The LRM is used for generative retrieval, where a prompt incorporating user demographics, context videos, and watch history is constructed to recommend new SIDs [03:17:03]. This yields unique recommendations, particularly for challenging recommendation tasks or users with limited historical data [03:17:41]. An offline recommendations table can also be built by removing personalized aspects from the prompt, which, due to the LRM’s large pre-trained checkpoint, still provides differentiated recommendations [03:19:12].

Etsy’s Unified Embeddings

Etsy uses unified embeddings and retrieval to improve search results for both specific and broad queries, especially given its constantly changing inventory [03:19:13].

  • Product Encoder: Uses T5 models for text embeddings of item descriptions and query product logs for query embeddings (what was clicked/purchased after a query) [03:20:18].
  • Query Encoder: Encodes search queries [03:20:35].
  • Shared Encoders: Both product and query encoders share encoders for text tokens, product category tokens, and user location, enabling the embedding to match users to product locations [03:20:40].
  • Personalization: User preferences are encoded via query user scale effect features, including past queries and purchase history [03:20:57].
  • Quality Vector: A “quality vector” (incorporating ratings, freshness, conversion rate) is concatenated to the product embedding to ensure retrieved items are of good quality [03:21:18]. For the query vector, a constant vector is “slapped on” to match dimensions for dot product or cosine similarity [03:21:38].

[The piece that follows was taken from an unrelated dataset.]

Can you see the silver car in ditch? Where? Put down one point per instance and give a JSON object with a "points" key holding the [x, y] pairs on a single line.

This approach led to a 2.6% increase in conversion across the entire site and over 5% increase in search purchases, demonstrating that quality in recommendations makes a significant difference [03:21:51].

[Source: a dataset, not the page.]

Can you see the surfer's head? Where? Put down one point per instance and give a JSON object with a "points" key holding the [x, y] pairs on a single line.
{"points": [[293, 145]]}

Challenges and Future Directions

Implementing multimodal embedding-based systems presents unique challenges compared to traditional LLMs:

  • Vocabulary Size and Freshness: Recommendation systems deal with much larger vocabularies (e.g., billions of videos on YouTube vs. thousands of words in English) and require constant updates for new content (e.g., a new music video must be recommended within minutes or hours) [03:20:24]. This necessitates continuous pre-training on the order of days or hours [03:21:35].
  • Serving Costs: Large multimodal models are expensive to serve, requiring significant optimization (e.g., 95%+ cost savings for YouTube’s LRM) to meet the latency and scale requirements of billions of daily active users [03:18:36].
  • Balancing Language Capabilities: A key challenge is balancing the learning of semantic ID embeddings with retaining general language capability in multimodal models [03:25:50]. Over-training on domain-specific examples can lead to the model “forgetting” how to speak English [03:26:26].

The future of multimodal-powered recommendation systems is envisioned to involve more explicit user interaction, where users can steer recommendations using natural language, receive explanations for recommendations, and blur the lines between search and recommendation [03:24:24]. Ultimately, this could lead to the recommendation of personalized and even dynamically generated content [03:25:01].